Margaret Ann Throup[1] (born 27 January 1957) is a British Conservative Party politician. A former business consultant and biomedical scientist, she was first elected as the Member of Parliament (MP) for Erewash in the 2015 general election. She was re-elected in the 2017 general election.

Early life and career[edit]

Maggie Throup was born on 27 January 1957 in Shipley, West Yorkshire.[2][3] Her early education was at the Bradford Girls' Grammar School.[4] She graduated from the University of Manchester with a BSc. in Biology.[5] After graduating she worked as a biomedical scientist at the Calderdale Health Authority for seven years.[6] During her time there, she became a Fellow of the Institute of Biomedical Science specialising in haematology.[6][7] She then pursued a career in marketing and public relations which included a directorship of a pharmaceutical company and running her own consultancy.[3][4][7]

Parliamentary career[edit]

Throup stood unsuccessfully as the Conservative candidate for Colne Valley in West Yorkshire in the 2005 general election. She subsequently moved to Solihull in the West Midlands, where she again unsuccessfully stood as the Conservative candidate for the constituency of Solihull in the 2010 general election.[8][9]

Throup was subsequently selected as the Conservative candidate for Erewash and was elected as MP for the constituency in the 2015 general election with 20,636 (42.7%) votes and a majority of 3,584.[10] In the 2015–17 parliament, she was part of the Health Select Committee and the Scottish Affairs Committee.[11]

Throup supported remaining within the European Union (EU) in the 2016 EU membership referendum.[12]

She held her seat in the 2017 general election with 25,939 (52.1%) and an increased majority of 4,534.[13] After the election, Throup was re-elected onto the Health Select Committee, but stood down in February 2018.[11] Following the Government reshuffle in January 2018, Maggie was appointed Parliamentary Private Secretary to the Ministerial team at The Department for Health and Social Care.[14]

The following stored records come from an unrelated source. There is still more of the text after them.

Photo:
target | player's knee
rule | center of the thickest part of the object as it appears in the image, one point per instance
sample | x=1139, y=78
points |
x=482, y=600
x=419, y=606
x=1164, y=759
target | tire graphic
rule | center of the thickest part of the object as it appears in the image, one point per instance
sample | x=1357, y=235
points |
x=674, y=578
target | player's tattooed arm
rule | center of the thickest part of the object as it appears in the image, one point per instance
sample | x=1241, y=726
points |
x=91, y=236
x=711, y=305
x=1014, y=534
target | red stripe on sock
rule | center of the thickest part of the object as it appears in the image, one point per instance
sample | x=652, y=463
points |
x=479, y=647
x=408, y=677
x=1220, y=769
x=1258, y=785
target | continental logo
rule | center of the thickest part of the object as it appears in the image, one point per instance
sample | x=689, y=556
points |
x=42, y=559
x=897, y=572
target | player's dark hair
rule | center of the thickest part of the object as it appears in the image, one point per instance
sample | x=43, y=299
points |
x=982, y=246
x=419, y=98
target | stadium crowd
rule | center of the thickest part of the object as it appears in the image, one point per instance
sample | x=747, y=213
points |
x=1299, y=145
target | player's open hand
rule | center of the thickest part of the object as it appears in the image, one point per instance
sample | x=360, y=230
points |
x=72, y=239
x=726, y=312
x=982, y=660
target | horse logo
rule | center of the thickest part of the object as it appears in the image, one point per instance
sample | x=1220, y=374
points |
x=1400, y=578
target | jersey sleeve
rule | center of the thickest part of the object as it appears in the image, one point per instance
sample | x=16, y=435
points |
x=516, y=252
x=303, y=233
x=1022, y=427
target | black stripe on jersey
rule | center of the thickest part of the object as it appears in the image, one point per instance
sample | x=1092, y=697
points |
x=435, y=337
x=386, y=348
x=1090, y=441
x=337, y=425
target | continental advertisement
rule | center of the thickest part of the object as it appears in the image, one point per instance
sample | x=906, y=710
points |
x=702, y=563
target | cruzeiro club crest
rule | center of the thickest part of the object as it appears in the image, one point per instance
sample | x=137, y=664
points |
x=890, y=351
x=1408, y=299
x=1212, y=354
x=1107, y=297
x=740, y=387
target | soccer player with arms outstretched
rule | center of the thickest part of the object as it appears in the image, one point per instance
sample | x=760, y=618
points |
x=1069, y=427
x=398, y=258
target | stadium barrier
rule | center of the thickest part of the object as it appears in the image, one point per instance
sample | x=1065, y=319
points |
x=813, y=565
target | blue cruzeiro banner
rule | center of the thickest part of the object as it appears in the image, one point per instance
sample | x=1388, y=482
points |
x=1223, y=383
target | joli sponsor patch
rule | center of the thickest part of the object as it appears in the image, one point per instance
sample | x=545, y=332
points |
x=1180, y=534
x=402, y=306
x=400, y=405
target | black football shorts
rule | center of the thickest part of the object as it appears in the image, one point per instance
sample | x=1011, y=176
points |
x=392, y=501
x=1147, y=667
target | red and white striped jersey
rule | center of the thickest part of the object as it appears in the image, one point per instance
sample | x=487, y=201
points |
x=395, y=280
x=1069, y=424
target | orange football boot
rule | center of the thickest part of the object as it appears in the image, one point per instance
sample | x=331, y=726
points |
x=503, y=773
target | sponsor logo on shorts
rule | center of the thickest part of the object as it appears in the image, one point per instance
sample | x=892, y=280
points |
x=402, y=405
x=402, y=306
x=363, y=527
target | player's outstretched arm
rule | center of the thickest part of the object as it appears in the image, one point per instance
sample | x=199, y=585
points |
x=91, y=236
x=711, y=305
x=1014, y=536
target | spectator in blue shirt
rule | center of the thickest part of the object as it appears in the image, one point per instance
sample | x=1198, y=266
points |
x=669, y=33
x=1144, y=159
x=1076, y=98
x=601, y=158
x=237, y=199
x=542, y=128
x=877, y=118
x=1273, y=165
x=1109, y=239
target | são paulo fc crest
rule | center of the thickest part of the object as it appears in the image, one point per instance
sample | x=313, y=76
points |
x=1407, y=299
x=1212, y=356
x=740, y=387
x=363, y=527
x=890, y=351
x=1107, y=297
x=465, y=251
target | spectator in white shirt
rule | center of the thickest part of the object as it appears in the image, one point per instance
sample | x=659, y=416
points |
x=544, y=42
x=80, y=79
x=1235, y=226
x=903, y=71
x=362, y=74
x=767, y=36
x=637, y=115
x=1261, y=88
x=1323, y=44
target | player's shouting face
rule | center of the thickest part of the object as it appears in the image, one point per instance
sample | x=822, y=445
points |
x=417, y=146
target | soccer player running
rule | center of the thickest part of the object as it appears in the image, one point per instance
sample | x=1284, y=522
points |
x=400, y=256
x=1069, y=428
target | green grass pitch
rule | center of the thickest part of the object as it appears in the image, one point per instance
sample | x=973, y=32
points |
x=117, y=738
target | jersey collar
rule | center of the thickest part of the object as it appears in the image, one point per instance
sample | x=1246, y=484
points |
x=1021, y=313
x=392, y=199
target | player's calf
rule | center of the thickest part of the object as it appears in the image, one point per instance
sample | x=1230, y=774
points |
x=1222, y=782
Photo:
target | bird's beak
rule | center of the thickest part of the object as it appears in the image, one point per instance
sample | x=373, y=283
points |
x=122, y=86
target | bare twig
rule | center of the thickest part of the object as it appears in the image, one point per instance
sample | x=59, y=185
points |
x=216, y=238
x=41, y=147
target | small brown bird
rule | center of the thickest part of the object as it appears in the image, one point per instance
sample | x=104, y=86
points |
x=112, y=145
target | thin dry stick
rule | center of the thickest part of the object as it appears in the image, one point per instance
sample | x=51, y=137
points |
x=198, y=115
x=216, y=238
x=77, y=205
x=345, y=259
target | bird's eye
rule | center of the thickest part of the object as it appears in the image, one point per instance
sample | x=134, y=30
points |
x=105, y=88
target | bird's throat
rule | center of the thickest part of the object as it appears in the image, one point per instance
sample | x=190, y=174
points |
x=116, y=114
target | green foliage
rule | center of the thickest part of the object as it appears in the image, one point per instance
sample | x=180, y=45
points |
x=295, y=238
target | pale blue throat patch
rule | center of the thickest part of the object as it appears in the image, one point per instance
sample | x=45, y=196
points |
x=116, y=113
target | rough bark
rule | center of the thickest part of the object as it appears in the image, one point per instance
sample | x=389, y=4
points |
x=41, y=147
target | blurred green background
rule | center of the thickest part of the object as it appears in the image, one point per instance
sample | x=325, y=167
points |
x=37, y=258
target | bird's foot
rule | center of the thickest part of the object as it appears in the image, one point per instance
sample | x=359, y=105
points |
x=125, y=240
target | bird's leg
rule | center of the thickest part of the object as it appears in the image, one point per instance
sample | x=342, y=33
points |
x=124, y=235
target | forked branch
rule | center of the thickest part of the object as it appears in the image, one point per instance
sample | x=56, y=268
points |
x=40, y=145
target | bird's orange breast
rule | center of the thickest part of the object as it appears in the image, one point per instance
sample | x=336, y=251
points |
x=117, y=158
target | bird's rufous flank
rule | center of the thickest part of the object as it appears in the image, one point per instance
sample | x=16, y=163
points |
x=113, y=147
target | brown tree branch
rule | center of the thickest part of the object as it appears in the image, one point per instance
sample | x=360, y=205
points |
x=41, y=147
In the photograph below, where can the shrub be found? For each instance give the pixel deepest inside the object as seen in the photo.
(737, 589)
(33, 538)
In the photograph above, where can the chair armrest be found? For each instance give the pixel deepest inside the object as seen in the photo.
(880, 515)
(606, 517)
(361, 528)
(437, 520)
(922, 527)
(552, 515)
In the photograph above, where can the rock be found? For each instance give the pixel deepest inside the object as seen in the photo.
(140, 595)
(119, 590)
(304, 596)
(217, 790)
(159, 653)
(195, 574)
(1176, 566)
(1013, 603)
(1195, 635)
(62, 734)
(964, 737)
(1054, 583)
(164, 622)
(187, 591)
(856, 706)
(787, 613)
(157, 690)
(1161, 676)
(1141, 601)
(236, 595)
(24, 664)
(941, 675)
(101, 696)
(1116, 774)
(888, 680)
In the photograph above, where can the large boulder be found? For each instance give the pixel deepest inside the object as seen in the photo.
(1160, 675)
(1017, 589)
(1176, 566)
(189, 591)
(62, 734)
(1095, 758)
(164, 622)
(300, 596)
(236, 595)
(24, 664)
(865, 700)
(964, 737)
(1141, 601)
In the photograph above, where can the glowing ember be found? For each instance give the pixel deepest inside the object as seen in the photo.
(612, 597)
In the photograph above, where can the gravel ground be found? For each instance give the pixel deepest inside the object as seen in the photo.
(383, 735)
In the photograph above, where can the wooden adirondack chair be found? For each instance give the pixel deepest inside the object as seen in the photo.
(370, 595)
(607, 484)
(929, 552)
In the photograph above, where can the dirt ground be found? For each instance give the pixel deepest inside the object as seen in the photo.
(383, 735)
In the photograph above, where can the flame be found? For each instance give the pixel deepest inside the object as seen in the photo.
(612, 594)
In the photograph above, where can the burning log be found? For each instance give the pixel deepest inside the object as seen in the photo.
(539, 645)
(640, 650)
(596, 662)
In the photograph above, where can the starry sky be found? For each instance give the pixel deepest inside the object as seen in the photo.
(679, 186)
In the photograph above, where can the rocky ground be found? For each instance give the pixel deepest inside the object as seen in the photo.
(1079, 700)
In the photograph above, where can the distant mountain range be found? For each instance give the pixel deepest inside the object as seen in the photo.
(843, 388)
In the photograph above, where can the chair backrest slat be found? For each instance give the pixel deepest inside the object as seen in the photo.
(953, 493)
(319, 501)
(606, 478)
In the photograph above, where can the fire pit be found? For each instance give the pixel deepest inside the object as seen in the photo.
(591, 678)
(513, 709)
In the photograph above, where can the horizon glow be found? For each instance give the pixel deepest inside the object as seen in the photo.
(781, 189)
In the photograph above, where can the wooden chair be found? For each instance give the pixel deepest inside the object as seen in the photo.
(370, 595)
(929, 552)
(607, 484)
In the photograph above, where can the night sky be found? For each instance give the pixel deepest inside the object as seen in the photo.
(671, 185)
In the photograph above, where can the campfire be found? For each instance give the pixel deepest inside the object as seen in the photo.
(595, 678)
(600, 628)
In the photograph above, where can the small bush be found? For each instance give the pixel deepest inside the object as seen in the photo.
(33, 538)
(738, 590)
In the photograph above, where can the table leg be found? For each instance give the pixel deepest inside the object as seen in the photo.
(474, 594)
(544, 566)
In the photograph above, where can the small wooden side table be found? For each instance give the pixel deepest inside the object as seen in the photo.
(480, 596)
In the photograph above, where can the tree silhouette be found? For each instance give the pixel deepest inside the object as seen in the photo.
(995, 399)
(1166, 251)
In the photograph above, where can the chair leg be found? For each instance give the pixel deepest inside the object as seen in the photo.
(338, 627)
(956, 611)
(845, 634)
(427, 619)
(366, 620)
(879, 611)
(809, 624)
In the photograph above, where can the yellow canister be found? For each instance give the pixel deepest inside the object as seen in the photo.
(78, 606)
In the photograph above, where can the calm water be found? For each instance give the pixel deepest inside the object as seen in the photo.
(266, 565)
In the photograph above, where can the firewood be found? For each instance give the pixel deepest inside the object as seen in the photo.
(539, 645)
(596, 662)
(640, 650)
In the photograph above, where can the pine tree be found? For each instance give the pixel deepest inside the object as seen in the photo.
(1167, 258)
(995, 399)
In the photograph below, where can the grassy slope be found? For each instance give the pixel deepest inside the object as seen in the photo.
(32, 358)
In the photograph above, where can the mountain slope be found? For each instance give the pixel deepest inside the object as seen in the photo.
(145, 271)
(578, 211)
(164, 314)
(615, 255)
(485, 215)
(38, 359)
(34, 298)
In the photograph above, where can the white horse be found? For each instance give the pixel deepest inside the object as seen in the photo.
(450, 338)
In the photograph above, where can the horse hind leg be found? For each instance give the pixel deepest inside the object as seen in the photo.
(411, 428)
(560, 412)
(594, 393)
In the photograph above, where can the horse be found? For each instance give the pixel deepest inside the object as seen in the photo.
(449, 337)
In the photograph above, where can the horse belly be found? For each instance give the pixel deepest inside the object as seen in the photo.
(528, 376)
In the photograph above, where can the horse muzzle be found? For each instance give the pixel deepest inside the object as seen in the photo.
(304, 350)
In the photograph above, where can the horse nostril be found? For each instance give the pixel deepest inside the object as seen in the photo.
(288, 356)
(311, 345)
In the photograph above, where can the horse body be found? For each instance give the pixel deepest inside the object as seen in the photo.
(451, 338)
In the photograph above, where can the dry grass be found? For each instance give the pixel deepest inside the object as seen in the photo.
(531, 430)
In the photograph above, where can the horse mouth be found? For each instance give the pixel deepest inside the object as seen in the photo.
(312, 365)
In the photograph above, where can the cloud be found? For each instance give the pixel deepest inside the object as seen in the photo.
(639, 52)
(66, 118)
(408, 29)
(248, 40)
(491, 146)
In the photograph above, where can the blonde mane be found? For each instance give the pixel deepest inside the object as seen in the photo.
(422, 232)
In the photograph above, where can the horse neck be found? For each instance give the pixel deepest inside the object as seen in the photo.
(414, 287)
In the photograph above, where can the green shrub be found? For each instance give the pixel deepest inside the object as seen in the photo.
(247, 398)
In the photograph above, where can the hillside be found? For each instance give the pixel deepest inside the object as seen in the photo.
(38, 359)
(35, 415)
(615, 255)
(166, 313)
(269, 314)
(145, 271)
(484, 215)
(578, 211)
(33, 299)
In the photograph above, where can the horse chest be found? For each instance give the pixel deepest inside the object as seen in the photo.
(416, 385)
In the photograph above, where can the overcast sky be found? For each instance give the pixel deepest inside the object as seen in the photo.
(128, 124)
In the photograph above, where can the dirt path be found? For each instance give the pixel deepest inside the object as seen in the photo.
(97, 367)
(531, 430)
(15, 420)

She is the chair of the All-Party Parliamentary Group (APPG) on Obesity, Heart Disease, and the secretary for the APPG on Human Trafficking and Modern Slavery.[15][16]

Controversies[edit]

In May 2016, it emerged that Throup was one of a number of Conservative MPs being investigated by police in the United Kingdom general election, 2015 party spending investigation, for allegedly spending more than the legal limit on constituency election campaign expenses.[17] However, in May 2017, the Crown Prosecution Service said that while there was evidence of inaccurate spending returns, it did not "meet the test" for further action.[18]

In January 2016, Throup was one of 72 MPs who voted down an amendment in Parliament on rental homes being “fit for human habitation” who were themselves landlords who derived an income from a property.[19]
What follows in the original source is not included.